|Reviews for Flameheart
| Tsumujikaze no Soujutsu chapter 2 . 4/1/2007
Okay, basically, I don't have a major issue about this chapter except that one of the demon's speech wasn't interpreted compared the others. Apart from that, not much of a problem. Also, good fighting scenes from your side. Playing FF does have it's help in writing, huh? And yeah, glad to see Caine appear again although I would prefer his name be "Cain" without the "e". Since you're a Christian, I believe that you knew the significance of this name I've came up with lol! XD Anyway, I will like to see what you can do with Caine's character since you did put in some interesting areas in this chapter. Also, is Ares going to be renamed Deathscrye for his last name? Just asking this... and yeah, just wondering who will be the no.1 main charcter here. i.e. the character who gets the main focus in this story...
| Tomoyuki Tanaka chapter 1 . 3/7/2007
It's one hell of a story, dude. One hell of a story. I was terrified at the prospect of reading a rewritten story, but was pleasantly surprised to see that you've changed the setting and plot. Phew...I hate rewritten works that merely regurgitate the entire story, albeit their better language and more fluency...but thankfully you didn't fall into the trap and developed a new storyline instead, which is beneficial for both old and new readers alike. Thanks! I would love to read more, so looking forward to your updates!
| Greatheart chapter 1 . 2/26/2007
Pretty good, action-packed beginning. Try to avoid making your language too flowery. It can help to set the tone of the story, but too much of it in the narration and the dialogue, and it starts to sound unnatural and forced. "Terrible they are."-kinda Yoda-like, no? :)

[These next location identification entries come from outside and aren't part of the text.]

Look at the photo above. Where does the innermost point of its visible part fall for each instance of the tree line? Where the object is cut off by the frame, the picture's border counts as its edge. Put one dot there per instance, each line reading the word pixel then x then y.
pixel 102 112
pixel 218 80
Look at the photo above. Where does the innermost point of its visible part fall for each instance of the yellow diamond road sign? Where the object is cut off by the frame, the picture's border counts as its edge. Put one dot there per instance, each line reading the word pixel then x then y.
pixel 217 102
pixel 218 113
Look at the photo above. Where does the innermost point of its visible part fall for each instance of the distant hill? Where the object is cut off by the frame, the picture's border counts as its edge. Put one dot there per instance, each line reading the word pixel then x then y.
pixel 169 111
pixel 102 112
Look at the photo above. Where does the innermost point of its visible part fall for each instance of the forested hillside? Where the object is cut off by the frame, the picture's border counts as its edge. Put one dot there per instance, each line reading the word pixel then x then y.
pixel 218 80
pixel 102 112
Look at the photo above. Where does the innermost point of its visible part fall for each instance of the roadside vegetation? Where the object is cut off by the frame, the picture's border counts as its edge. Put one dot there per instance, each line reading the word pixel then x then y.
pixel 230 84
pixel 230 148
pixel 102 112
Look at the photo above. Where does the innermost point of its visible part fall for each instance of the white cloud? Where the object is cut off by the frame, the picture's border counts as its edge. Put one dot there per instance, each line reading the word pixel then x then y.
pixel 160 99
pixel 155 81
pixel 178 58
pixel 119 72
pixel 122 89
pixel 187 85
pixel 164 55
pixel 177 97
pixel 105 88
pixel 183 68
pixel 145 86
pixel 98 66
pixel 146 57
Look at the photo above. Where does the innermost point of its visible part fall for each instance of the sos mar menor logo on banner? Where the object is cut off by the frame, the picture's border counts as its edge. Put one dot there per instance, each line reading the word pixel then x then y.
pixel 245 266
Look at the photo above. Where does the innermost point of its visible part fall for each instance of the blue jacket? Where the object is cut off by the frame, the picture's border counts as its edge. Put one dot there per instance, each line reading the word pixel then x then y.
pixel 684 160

Watch word usage, too. For example, I think that the word "enlightening" in the conversation between Maia and her escort might be better as "enlightenment." Also, I'm not sure that the word "irrevocable" works there.
Sometimes giving too much background information at one time can get a little confusing or overwhelming. It may be better to spread some of it out over a few chapters.
Make sure that you proofread to catch things like typos or awkward sentence structure. I find myself that reading out loud helps to catch a lot of mistakes.
I'm not sure if this was on purpose or not, but by the end of this chapter, I still wasn't certain that the woman from the beginning was Maia, I had to go back and re-read it. You might want to make that clearer.
Overall, I like the story. It seems like you know where you're going with it and have a lot of the background info worked out already (way more than I ever get done). These things are all just my suggestions, you may agree with me-or not. It's your story, so it's up to you. Keep it up!
| Tsumujikaze no Soujutsu chapter 1 . 2/25/2007
Well, glad to see that you've started anew, and I can see that the plot change here... anyway, I'll have to say that although in an overall sense, this chapter is better than that of the previous one, one issue I have with this story is that you didn't say anything about what excatly happen to Maia's escorts. They were supposedly dead, but their presence in the chapter just got abruptly cut off immediately after the flashback without anything said about them. True they maybe unimportant characters, but you should at least give the reader an idea on what exactly happen, not killing them off in a vanishing-act-like manner. This is the only area I'm having problems with since it sort of screwed the flow of the chapter. but apart from that, I can say you did a better job than your previous version. Just three questions here:
1. Are you planning Maia to be the main character in an overall sense or are you going along the path of my story Elven Chronicles in this area?
2. Ok, this is basically my own preference for rangers, but will you add in a ranger as part of the main cast in the future like what you've planned for Crimson before it got canned?
3. Ok, this is the same as the question just now in nature and that is the issue of a revamped Caine. Will you introduce any elements of a wolf in him in any aspect be it practical or symbolic wise? Have to ask this since I'm a sucker for wolves. On a sidenote, IMO, if a shapeshifting druid can't turn into a wolf, he's crap. Sorry if this view of mine offends you, but I'm a total sucker for wolves and it seems that this view is upheld by a vast majority of fantasy fans from a certain thread I've made in a fantasy forum quite a few months back.
| CoffeexXxBlood chapter 1 . 2/24/2007
Hello. I really like this version of Crimson. It's much more descriptive and it has more old type speech. My compliments to this story.